Single Unicode Mathematical Letter counted as two

VSCode Version: 1.41.1
OS Version: Darwin x64 19.2.0 (macOS Catalina 10.15.2)

Steps to Reproduce:

Create new document
Input a single unicode mathematical script small l: 𝓁
Invoke Go to line... to go to :1:2 (character 2 of line 1).
A cursor must be placed 1-letter after 𝓁, but actually 1-letter before it!

Does this issue occur when all extensions are disabled?: Yes.

Range type and setDecoration function in VSCode API also seems works incorrectly with such letters too. Since such math letters are in wide use in the realm of proof assistants, such as Agda and/or Lean, it becomes really difficult to implement extensions to work with them.
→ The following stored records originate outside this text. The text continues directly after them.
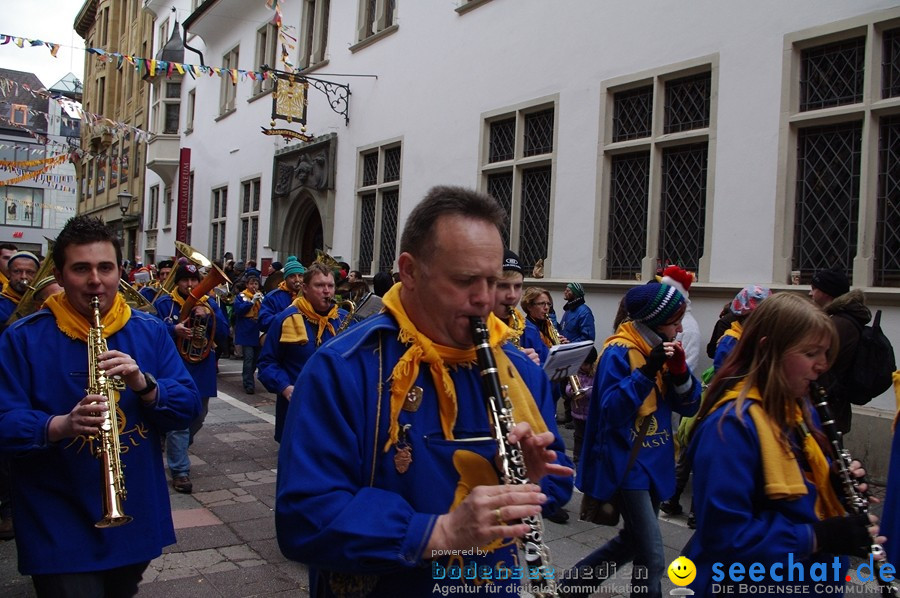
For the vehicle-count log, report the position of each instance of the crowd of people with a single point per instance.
(387, 410)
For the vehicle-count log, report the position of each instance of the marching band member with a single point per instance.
(295, 334)
(282, 296)
(47, 425)
(202, 369)
(246, 330)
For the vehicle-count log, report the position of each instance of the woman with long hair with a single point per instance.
(763, 485)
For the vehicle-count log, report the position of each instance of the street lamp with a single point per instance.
(125, 198)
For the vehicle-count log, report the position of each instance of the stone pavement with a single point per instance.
(225, 530)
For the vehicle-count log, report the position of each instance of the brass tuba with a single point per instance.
(203, 325)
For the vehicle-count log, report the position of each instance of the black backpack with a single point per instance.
(873, 365)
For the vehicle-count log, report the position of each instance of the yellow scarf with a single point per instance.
(10, 293)
(293, 329)
(782, 474)
(75, 326)
(736, 330)
(628, 336)
(254, 309)
(439, 358)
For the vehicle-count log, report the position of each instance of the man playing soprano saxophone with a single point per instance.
(49, 426)
(386, 474)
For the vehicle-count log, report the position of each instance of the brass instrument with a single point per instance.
(539, 578)
(194, 256)
(351, 309)
(196, 348)
(857, 501)
(27, 304)
(577, 390)
(109, 452)
(134, 299)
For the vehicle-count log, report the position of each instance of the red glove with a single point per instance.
(677, 363)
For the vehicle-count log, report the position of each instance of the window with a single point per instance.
(656, 170)
(517, 170)
(153, 208)
(378, 194)
(23, 206)
(842, 159)
(218, 213)
(314, 27)
(192, 105)
(266, 46)
(229, 88)
(166, 108)
(249, 220)
(375, 16)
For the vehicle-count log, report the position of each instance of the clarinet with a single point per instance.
(857, 500)
(540, 578)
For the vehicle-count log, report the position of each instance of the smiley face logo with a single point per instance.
(682, 571)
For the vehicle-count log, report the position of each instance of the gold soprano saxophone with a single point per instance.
(109, 452)
(540, 577)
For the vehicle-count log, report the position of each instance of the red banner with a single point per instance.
(184, 193)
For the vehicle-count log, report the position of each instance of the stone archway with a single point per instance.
(303, 199)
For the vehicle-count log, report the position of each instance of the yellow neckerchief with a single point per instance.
(283, 286)
(439, 358)
(76, 326)
(10, 293)
(254, 309)
(627, 335)
(293, 329)
(782, 474)
(736, 330)
(516, 331)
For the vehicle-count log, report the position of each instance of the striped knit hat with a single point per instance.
(653, 303)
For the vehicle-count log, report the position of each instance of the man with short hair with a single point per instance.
(295, 334)
(6, 251)
(280, 297)
(830, 290)
(22, 267)
(202, 368)
(387, 472)
(51, 426)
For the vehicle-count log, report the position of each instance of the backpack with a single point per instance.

Indeed, this bug was found when I tried to implement Agda client for vscode, which uses location information provided by the compiler to do the correct syntax colouring (Since Agda has really flexible syntax extension mechanism, we need to communicate with the compiler to get precise syntax highlighting).

It seems that unicode math characters with the following kind of character name suffers from this issue:

Mathematical Bold Capital/Small letters (𝐀, 𝐁, 𝐂, ..., 𝐚, 𝐛, 𝐜, ...)
Mathematical Italic Capital/Small letters (𝐴𝐵𝐶... 𝑎𝑏𝑐...)
Mathematical Bold Italic Capital/Small letters (𝑨𝑩𝑪... 𝒂𝒃𝒄...)
Mathematical Script Capital/Small letters (𝒜𝒞𝒟... 𝒶𝒷𝒸...)

@konn

The vscode API uses UTF16 offsets for Position and Range. These have been chosen because they reflect the offsets in native JavaScript strings.

For example, 𝓁, MATHEMATICAL SCRIPT SMALL L' (U+1D4C1) is represented in the following way in JavaScript strings (UTF16):

console.log(`𝓁`.length); // 2
console.log(`𝓁`.charCodeAt(0)); // 55349 --- 0xD835 
console.log(`𝓁`.charCodeAt(1)); // 56513 --- 0xDCC1

The vscode API works with UTF16 positions and ranges, so here is how the API can represent positions in a file with 𝓁 as the single content:

new vscode.Position(0,0); // the position before `𝓁`
new vscode.Position(0,1); // an invalid position which will be coerced to (0,0) or (0,2)
new vscode.Position(0,2); // the position after `𝓁`

new vscode.Range(0,0,0,2); // the range encompassing `𝓁`
new vscode.Range(0,0,0,1); // an invalid range that will be coerced to (0,0,0,2)
new vscode.Range(0,1,0,2); // an invalid range that will be coerced to (0,0,0,2)
new vscode.Range(0,1,0,1); // an invalid range that will be coerced to (0,0,0,0) or (0,2,0,2)

Does that answer your questions?

Thank you for reply! And sorry for my unclear issue message.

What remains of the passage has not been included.